Transcription factors associated with quorum sensing in P. aeruginosa are promising targets for discovering new adjuvants against infection with this pathogen. Regulation of these transcription factors offers the possibility of controlling multiple virulence factors related to them as biofilm development, proteases, hydrogen cyanide, among others. Numerous molecules have been tested against these targets, however, the keys responsible for antagonistic activity are still unknown. In this work, the structure–activity relationships of active molecules tested against LasR, PqsR, and RhlR transcription factors are analyzed in order to establish the structural characteristics associated. As part of the study, molecular complexity, scaffold, activity cliffs, and chemical space visualization analyses were conducted to find out characteristics associated with biological activity.
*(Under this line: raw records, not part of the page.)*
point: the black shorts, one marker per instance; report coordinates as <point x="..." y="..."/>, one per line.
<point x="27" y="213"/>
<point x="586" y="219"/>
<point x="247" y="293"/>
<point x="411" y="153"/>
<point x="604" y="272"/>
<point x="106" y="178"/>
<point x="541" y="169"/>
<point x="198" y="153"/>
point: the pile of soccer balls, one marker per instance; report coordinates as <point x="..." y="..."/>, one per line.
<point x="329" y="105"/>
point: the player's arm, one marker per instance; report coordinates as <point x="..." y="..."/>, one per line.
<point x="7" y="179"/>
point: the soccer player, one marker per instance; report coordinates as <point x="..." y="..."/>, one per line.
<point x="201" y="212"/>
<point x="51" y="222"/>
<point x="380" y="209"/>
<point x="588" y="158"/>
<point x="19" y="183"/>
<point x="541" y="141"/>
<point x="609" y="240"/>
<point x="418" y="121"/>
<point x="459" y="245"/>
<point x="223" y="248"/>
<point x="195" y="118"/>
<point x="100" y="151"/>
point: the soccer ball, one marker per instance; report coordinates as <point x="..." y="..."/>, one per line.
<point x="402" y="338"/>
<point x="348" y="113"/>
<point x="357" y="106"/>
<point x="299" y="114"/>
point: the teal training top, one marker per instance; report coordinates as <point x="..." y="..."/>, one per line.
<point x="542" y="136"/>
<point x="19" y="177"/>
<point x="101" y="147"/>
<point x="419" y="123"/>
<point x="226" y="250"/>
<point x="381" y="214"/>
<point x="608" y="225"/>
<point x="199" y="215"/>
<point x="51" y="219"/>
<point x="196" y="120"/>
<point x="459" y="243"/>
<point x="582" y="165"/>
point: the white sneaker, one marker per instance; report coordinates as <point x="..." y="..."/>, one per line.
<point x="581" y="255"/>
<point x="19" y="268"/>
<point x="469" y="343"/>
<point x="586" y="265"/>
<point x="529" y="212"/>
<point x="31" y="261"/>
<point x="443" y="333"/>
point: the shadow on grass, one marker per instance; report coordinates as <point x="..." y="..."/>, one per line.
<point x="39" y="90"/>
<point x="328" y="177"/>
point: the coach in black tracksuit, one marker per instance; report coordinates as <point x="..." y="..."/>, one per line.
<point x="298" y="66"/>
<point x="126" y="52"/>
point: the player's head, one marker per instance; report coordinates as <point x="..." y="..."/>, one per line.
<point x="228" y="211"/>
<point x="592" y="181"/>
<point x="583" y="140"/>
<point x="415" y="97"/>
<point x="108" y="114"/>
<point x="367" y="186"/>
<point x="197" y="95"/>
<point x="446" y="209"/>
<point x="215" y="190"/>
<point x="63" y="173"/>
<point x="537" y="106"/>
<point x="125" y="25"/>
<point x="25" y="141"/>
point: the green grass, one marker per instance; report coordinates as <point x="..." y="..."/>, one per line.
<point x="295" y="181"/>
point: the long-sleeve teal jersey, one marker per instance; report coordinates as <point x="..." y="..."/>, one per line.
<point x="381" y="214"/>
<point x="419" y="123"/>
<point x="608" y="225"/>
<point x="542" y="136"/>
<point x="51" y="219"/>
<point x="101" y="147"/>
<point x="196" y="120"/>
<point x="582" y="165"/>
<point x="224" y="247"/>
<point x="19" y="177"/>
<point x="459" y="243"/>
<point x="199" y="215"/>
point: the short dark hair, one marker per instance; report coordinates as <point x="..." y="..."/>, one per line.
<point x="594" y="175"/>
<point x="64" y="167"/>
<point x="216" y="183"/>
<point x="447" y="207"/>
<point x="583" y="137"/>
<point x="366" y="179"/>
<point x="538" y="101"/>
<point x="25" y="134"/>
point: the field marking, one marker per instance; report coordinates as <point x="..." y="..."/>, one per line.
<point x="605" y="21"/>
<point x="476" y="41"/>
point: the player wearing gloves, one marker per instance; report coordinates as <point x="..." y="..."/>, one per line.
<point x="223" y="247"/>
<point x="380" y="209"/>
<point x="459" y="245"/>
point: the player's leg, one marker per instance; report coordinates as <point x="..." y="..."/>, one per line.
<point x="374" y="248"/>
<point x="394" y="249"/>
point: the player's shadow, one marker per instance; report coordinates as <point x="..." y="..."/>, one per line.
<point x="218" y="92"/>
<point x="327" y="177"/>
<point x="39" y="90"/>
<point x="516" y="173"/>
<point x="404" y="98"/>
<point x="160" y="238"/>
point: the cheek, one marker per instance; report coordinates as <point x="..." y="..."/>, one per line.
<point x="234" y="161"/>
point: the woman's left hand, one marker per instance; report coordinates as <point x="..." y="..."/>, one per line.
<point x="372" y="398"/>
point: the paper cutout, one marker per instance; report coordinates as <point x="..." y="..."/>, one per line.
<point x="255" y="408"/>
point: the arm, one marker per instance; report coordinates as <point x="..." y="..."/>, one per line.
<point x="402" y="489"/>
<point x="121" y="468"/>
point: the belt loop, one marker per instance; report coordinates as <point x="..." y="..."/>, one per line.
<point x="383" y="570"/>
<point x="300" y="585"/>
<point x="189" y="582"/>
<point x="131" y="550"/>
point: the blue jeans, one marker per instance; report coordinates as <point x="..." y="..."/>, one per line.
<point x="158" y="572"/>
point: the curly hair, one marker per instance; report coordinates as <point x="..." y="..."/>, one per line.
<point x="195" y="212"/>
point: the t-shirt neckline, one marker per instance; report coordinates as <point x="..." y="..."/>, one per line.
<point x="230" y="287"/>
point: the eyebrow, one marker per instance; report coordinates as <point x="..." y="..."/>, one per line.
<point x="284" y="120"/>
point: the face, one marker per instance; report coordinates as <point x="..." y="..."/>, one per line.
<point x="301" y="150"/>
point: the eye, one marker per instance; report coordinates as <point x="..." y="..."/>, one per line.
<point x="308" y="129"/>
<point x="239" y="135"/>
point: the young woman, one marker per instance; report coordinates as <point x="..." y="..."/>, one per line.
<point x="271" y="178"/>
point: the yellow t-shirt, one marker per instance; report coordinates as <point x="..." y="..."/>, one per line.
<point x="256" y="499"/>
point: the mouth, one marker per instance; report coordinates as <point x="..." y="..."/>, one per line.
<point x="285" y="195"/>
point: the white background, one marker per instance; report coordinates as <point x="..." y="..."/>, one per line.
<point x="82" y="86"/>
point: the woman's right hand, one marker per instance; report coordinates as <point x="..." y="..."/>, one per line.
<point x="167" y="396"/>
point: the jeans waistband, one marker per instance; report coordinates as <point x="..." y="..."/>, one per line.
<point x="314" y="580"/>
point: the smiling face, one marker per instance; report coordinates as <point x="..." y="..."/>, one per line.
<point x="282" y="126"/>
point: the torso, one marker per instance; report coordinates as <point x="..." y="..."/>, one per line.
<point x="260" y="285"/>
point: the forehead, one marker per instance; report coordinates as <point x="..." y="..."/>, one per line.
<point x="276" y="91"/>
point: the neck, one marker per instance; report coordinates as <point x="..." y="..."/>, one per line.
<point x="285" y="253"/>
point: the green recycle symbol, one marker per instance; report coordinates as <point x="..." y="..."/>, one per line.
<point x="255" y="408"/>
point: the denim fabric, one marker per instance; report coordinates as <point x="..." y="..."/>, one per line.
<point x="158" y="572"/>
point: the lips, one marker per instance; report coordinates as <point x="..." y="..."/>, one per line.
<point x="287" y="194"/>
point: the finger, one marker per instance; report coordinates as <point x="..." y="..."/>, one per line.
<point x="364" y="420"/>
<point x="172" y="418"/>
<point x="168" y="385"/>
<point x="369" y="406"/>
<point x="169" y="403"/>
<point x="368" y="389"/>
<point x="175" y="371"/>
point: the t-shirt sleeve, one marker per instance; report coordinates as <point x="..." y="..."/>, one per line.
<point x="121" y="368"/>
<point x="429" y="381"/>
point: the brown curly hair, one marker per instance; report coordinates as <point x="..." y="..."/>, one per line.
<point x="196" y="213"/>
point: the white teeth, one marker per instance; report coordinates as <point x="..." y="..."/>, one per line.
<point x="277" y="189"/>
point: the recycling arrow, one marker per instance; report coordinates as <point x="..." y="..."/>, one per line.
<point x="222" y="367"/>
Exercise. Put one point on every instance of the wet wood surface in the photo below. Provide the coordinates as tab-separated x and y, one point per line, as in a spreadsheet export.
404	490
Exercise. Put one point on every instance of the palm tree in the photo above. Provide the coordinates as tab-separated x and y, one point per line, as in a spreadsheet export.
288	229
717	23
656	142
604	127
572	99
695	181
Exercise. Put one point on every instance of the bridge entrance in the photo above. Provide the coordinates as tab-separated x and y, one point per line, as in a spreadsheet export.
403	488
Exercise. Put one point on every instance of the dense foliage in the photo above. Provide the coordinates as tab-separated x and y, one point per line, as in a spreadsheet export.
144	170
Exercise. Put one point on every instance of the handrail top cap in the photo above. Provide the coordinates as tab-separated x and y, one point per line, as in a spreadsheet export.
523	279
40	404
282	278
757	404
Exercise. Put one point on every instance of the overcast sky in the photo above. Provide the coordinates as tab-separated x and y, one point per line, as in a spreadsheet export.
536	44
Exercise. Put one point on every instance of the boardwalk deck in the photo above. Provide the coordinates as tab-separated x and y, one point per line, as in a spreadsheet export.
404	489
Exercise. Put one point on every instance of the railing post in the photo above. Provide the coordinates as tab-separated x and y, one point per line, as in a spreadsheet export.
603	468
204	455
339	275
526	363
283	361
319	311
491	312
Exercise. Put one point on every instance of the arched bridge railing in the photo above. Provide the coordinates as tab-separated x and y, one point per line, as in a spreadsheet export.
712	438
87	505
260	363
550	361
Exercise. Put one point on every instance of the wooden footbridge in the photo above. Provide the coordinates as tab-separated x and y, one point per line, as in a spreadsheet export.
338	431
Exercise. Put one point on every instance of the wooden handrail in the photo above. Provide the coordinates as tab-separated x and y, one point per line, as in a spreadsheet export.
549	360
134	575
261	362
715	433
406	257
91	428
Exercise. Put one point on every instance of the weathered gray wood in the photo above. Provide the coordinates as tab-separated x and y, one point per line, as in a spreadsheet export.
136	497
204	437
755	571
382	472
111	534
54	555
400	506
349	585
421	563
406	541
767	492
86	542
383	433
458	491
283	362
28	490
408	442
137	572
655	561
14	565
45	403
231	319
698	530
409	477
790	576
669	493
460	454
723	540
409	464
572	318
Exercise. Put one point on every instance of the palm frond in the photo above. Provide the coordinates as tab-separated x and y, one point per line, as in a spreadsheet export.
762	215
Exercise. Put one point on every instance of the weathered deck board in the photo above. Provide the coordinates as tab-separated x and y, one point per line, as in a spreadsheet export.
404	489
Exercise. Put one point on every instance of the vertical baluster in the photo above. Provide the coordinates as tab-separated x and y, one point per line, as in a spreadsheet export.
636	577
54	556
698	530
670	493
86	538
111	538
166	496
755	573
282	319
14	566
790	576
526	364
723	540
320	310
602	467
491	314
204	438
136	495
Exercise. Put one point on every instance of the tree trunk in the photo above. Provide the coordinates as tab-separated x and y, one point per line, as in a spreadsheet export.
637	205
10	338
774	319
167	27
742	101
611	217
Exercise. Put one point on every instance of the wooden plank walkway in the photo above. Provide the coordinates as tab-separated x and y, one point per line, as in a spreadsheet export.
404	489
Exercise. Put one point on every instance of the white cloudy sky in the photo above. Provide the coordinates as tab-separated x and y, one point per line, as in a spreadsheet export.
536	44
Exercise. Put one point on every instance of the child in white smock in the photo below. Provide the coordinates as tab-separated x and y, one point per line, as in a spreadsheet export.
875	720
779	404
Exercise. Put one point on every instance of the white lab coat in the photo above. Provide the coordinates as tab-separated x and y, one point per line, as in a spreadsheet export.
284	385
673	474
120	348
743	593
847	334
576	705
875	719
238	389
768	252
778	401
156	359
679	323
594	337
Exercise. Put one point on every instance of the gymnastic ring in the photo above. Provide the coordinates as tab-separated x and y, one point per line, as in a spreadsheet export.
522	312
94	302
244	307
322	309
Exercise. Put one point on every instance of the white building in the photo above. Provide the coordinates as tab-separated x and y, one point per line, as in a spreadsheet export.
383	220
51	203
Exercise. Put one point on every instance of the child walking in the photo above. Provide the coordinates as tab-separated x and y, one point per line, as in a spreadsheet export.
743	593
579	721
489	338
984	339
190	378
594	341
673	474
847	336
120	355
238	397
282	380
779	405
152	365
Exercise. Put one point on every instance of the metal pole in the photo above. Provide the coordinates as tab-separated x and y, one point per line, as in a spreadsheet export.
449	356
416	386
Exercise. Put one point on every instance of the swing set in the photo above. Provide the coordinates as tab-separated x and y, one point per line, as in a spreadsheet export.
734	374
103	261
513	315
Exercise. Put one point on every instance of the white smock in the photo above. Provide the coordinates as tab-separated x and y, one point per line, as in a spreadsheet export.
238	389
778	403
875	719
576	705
In this study, several structural features were identified as significant for antagonist activity, highlighting molecular size and hydrogen bond acceptors.

Highlights

  • Infection with P. aeruginosa is a challenge in therapeutic management

  • These bacteria can adapt to a hostile environment, resist the immune system, and block the action of broadspectrum antibiotics such as third-generation cephalosporin, carbapenems, and others.[1,2]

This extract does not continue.